USA-221
- Mission type: Technology
- Operator: USAFA
- COSPAR ID: 2010-062E
- SATCAT no.: 37226

Spacecraft properties
- Launch mass: 180 kilograms (400 lb)

Start of mission
- Launch date: 20 November 2010, 01:25:00 UTC
- Rocket: Minotaur IV/HAPS F3
- Launch site: Kodiak LP-1

Orbital parameters
- Reference system: Geocentric
- Regime: Low Earth
- Perigee altitude: 633 kilometres (393 mi)
- Apogee altitude: 654 kilometres (406 mi)
- Inclination: 71.90 degrees
- Period: 97.60 minutes
- Epoch: 20 November 2010

= USA-221 =

Satellite launched in 2010

USA-221, also known as FalconSat-5, is an American military minisatellite, which was launched in 2010. The fifth FalconSat spacecraft to be launched, it carries four technology development and ionospheric research experiments. The satellite was constructed and is operated by the United States Air Force Academy.

==Spacecraft==
USA-221 is a 180 kg spacecraft, measuring 70 cm by 64 cm by 54 cm. It operates in a low Earth orbit with an apogee of 654 km, a perigee of 633 km, and 72 degrees of orbital inclination.
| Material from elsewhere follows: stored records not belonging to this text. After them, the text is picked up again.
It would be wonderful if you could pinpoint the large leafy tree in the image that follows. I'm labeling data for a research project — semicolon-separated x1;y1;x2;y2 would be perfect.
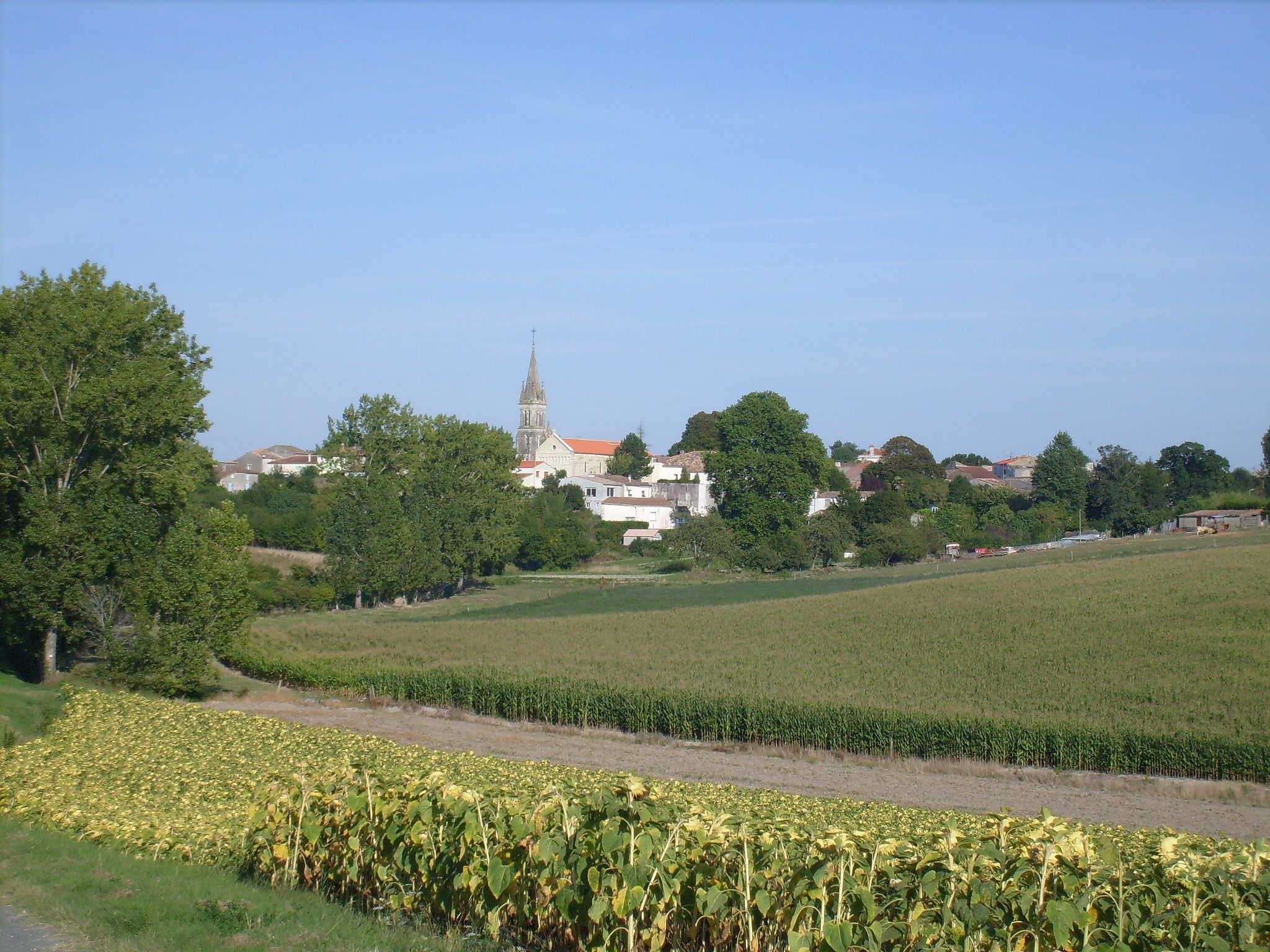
608;433;653;480
515;480;598;570
1032;430;1090;513
1157;442;1231;506
0;263;210;678
1261;426;1270;487
865;437;944;488
100;503;255;695
669;410;722;456
706;391;832;552
1088;446;1167;536
322;395;523;607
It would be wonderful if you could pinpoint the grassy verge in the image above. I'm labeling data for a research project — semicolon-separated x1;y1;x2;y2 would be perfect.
0;815;476;952
0;672;60;744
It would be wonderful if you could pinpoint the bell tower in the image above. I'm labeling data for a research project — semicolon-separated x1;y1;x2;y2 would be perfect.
515;340;548;459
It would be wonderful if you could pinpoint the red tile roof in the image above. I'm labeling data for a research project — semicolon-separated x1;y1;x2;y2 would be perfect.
561;437;621;456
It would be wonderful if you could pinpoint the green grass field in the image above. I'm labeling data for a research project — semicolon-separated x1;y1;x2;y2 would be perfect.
228;532;1270;777
245;533;1270;739
0;814;480;952
0;671;58;744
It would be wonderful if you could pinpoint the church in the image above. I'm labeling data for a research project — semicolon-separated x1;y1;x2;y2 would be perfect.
515;344;618;485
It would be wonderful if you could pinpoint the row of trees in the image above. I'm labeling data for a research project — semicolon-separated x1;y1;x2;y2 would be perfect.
0;264;1270;693
667;394;1270;569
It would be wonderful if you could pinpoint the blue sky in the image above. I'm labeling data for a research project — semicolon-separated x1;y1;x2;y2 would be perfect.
0;2;1270;467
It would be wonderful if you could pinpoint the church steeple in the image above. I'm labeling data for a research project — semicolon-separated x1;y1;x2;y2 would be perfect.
515;342;548;459
521;344;548;407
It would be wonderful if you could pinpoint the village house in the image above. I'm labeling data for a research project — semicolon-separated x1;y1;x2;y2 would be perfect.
944;464;1031;495
806;488;838;515
560;474;658;515
600;496;674;529
992;454;1036;480
215;443;326;493
1177;509;1265;531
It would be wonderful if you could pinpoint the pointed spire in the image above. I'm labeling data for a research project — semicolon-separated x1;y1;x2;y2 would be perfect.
521;344;548;403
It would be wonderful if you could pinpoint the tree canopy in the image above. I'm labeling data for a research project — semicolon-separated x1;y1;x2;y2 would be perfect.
865;437;944;488
706;391;832;558
669;410;722;456
1032;430;1090;513
0;263;211;676
608;433;653;480
322;395;523;604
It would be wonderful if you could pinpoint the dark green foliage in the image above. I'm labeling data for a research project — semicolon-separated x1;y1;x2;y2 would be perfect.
249;562;335;612
948;474;974;508
858;488;913;526
100;503;255;697
668;410;722;456
740;523;812;573
829;439;864;464
662;511;740;566
1156;443;1231;506
229;467;324;552
1032;430;1090;513
1227;466;1261;493
865;437;944;488
706;392;832;565
802;503;859;566
856;522;938;565
226;654;1270;783
1088;446;1168;536
0;263;210;677
322;395;525;604
608;433;653;480
515;486;597;570
940;453;992;469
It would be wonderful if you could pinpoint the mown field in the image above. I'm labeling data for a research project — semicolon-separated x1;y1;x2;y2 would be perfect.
235;533;1270;779
0;690;1270;952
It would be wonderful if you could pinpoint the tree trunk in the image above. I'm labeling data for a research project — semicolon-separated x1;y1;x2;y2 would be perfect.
45;625;57;684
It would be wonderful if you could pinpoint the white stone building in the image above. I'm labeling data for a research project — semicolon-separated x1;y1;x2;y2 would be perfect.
600;496;674;529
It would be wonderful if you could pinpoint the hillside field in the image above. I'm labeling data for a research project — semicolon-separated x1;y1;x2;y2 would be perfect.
234;533;1270;781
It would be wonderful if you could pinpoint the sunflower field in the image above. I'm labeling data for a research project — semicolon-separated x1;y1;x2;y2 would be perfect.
0;690;1270;952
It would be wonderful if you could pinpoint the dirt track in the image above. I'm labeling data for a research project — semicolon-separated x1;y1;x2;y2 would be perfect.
207;692;1270;840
The Space Plasma Characterization Source (SPCS) studies how a cold gas ammonia thruster and a Hall effect thruster behave in space, and how they affect the spacecraft's surroundings. Meanwhile, the Wafer-Integrated Spectrometer, WISPERS, will observe the plume generated by the Hall thruster, allowing a comparison to be made to theoretical data. The other two experiments will study the Earth's ionosphere. SmartMESA, the Smart Miniaturized Electrostatic Analyzer, was designed to record the ion density of the ionosphere, as well as the temperature, to allow a study of how temperature affects ion density. It is a reflight of the original SmartMESA mission, which was lost when FalconSat-2 failed to achieve orbit. The Receiver UHF/VHF Signal Strength, or RUSS, experiment, is intended to receive radio signals in the UHF and VHF bands, to determine the levels and effects of ionospheric interference.

SmartMESA, also known as the Integrated Miniaturized ElectroStatic Analyzer, and WISPERS were respectively ranked as the 26th and 31st most important experiments for DoD satellites in 2006, by the US Space Experiments Review Board.

==Launch==
USA-221 was launched from Pad 1 of the Kodiak Launch Complex, using a Minotaur IV carrier rocket with a HAPS upper stage; however USA-221 was deployed prior to ignition of the HAPS stage. The Minotaur was launched at 01:25:00 UTC on 20 November 2010, with FalconSat-5 separating into its low Earth orbit just over 25 minutes later.

The launch also carried STPSat-2, FASTSAT and NanoSail-D2, FASTRAC, O/OREOS, and RAX. Collectively, the deployment mission was designated STP-S26, and marked the third flight of the Minotaur IV.